Name: Doggy cologne.
Age: About 10 years old.
Purpose: Honestly, have you smelled a dog lately?
Of course I have. Dogs smell lovely. No, they don’t. Dogs stink. They are yeasty and musky and they get bits of poo caught in their hair. It’s disgusting.
You could always try washing them. Rubbish! Nobody likes bathing dogs. And that is why the future of pet care is here in the form of doggy cologne …
You just said that it has been around for a decade. Yes, but now it has been validated. Let me ask you a question: which dog was named reserve winner in the American cocker spaniel veteran category at Crufts this year?
Why, Geenawell Black Knight, of course.

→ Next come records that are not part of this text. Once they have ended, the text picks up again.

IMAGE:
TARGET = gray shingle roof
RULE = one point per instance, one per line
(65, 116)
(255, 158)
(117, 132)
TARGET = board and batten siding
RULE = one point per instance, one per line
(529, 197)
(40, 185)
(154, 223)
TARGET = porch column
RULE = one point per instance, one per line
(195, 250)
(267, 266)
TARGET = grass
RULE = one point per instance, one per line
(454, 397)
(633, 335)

And do you know why he did so well?
Because he had been bred to conform to a seemingly arbitrary set of canine beauty standards, the long-term effects of which can include increased incidences of inherited diseases and other health issues? Well, yes. But also he smelled nice.
He did? That’s right. According to the Times, he was treated to a preshow pamper session that included a blueberry face scrub, a guava and mangosteen butter mask and a calming floral spray.

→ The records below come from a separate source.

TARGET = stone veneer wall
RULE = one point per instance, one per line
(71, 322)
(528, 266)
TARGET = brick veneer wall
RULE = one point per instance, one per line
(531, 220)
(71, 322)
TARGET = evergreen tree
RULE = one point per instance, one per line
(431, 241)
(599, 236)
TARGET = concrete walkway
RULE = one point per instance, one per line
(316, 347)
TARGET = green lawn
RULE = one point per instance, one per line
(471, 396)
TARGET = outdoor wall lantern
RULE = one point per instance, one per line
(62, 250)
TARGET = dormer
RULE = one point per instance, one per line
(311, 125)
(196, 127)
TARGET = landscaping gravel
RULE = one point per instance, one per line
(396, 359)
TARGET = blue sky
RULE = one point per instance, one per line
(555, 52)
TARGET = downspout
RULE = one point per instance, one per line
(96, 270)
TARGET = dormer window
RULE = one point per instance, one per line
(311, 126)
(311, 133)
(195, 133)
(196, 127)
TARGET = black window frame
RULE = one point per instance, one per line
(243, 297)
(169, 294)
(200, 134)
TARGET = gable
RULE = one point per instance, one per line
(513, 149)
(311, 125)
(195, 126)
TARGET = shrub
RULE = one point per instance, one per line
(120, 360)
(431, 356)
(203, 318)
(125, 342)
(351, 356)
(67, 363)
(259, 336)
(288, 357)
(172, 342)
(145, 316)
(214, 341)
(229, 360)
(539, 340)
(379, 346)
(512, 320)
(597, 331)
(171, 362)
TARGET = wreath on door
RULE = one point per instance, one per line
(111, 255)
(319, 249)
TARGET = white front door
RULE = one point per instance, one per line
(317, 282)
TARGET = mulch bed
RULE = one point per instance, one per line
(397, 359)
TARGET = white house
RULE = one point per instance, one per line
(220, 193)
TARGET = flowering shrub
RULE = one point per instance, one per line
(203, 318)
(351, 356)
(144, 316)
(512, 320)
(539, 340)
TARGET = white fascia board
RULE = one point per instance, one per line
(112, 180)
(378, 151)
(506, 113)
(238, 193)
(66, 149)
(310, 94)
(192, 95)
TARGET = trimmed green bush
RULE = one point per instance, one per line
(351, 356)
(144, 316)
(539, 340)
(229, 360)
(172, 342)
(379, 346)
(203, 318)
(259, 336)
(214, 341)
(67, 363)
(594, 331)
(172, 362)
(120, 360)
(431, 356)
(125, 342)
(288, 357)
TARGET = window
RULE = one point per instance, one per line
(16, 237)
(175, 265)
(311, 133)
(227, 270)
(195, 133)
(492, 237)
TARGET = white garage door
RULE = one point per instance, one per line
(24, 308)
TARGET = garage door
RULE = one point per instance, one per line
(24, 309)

For a dog? That’s nuts. You say that now, but everyone’s at it. The internet is dripping with doggy fragrances.
Really? Name some. Well, there is Ancol BB, which contains “the nostalgic scent of baby powder” and “brings to mind childhood baths”. There is Groom Professional Cinnamon Sugar, a “truly festive fragrance”. There is Hownd Peach Bum Parfum for Lady Dogs, which is “a romantic, long-lasting perfume”. I could go on.

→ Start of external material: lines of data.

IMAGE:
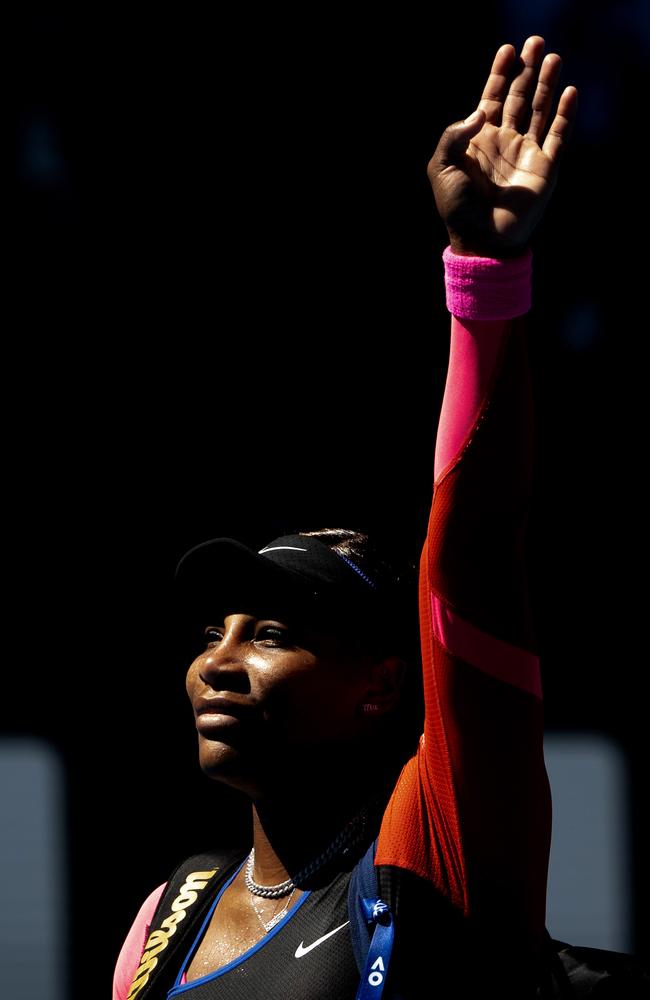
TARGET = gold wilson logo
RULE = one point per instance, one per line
(159, 939)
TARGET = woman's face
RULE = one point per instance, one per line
(268, 696)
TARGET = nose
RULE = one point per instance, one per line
(223, 666)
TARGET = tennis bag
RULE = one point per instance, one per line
(375, 898)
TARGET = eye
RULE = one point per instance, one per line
(212, 635)
(273, 635)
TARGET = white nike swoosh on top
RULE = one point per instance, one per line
(301, 950)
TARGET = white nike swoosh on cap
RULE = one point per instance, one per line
(274, 548)
(301, 950)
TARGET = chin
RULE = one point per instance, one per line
(227, 764)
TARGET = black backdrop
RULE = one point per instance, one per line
(230, 320)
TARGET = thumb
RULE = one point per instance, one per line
(454, 139)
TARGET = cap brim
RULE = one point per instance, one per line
(223, 576)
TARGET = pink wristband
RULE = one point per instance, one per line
(487, 288)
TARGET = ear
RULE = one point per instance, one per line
(385, 679)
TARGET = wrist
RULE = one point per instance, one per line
(493, 252)
(487, 288)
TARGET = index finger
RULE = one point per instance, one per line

Please don’t. OK, then I definitely won’t tell you about Toto Chienelle, which is available to purchase from the Pawfume Shop.
Has the world gone mad? Not at all. The UK pet product and services market will be worth £2.1bn by 2023. People love their dogs, and making them all smell like a branch of Yankee Candle is a result of that love.
Aren’t there better ways to demonstrate love for a dog? Like what? Letting them run around outside as much as they want? Sure, but sometimes it rains. When that happens, there’s always dog cologne.
I don’t think cats would put up with this. No, a cat would take your face off with its claws the instant it saw you sneaking up with a cologne bottle.
Do say: “Make dogs smell more tolerable with doggy cologne.”
Don’t say: “Make pet-owning more tolerable by buying a guinea pig.”